Simmons took part in that first walk when he was 22. Today, he is a coordinator for the event.
This group walking the northern route arrived in Northern Nevada on Sunday night and walked from south Carson City to the Carson Colony on Monday morning. After taking part in a powwow and spending the night at the gymnasium there, they leave this morning to continue their trek to Silver Springs. On Wednesday, they move on to Fallon, eventually reaching Utah between March 1 and 3. The walkers expect to hit Colorado on March 14 and Kansas on April 8. And before their final destination in the nation’s capital on July 11, they’ll visit Missouri, Illinois, Indiana, Ohio, West Virginia, Pennsylvania and Maryland.
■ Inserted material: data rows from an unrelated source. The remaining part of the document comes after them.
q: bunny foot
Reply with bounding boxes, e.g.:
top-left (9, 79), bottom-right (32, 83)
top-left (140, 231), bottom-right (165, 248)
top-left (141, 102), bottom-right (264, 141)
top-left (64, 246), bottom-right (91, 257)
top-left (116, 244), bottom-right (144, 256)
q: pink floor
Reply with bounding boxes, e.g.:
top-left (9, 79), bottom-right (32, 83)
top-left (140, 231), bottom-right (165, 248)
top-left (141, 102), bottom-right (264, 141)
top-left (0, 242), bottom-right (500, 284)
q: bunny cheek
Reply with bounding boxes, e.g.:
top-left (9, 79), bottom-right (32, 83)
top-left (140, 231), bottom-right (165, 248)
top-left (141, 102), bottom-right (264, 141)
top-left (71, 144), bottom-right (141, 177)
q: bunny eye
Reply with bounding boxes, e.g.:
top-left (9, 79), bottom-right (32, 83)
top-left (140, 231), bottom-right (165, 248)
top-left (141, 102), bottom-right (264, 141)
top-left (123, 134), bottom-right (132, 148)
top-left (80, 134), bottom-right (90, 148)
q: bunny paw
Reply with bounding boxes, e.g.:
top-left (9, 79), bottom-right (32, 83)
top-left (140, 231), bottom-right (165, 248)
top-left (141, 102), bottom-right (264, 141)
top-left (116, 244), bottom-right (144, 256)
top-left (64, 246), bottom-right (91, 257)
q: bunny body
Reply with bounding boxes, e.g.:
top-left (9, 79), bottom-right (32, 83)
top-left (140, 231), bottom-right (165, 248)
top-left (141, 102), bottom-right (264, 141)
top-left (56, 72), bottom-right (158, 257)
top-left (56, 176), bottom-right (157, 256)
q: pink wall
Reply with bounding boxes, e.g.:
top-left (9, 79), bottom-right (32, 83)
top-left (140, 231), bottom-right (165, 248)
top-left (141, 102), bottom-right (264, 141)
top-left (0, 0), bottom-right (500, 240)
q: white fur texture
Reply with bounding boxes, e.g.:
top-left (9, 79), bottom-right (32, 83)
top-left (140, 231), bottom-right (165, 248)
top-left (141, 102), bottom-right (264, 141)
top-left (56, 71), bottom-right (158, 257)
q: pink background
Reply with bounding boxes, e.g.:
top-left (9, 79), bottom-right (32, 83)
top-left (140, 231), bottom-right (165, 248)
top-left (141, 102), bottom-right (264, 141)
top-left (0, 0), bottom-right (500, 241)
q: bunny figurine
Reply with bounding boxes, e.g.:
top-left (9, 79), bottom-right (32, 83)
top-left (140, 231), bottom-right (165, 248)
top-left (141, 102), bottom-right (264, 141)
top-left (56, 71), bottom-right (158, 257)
The southern route walkers also left Alcatraz on Feb. 11 and will make their way through Arizona, New Mexico, Oklahoma, Louisiana, Mississippi, Alabama, Tennessee and Virginia.
Willie Lonewolf of Oakland intends to walk the whole route.
“I’m dedicating this walk to my ancestors,” said the drum keeper and singer. “We need to be aware of what’s going on in America.”
Tony Bautista of Sacramento is not walking any farther than Carson City. Life gets in the way sometimes, Bautista said, and he only had enough time to make the California-to-Nevada trek.
But he felt so strongly about the message that the walk conveys, he needed to take part.
“A lot of the Native American sites are getting exploited, and that’s what a big part of this walk is about, but it’s also about sacred sites from around the world,” he said, noting one of the walkers is a Japanese Buddhist monk who came to the United States specifically for the event.
Bautista said anyone can take part, even if they just walk a short distance. If you care enough about the mission, walking just a few blocks is enough, he said.
“Yesterday when we were in Tahoe, there might have been 50 people walking. Today, the children from around here walked with us; there were at least 20 children around us,” he said.
A mobile, solar-powered, Web-streaming radio station is going along with the north route walkers. They Webcast live daily from 10 a.m. to 2 p.m. at longestwalk.com.
According to the Web site, the purpose of the northern route is to carry the message from the Longest Walk of 1978: “The Longest Walk is an Indian spiritual walk, a historical walk; and it is a walk for educational awareness to the American and the world communities about the concerns of American Indian people. This route will carry the message of renewing the spirit by walking in the footsteps of our ancestors.”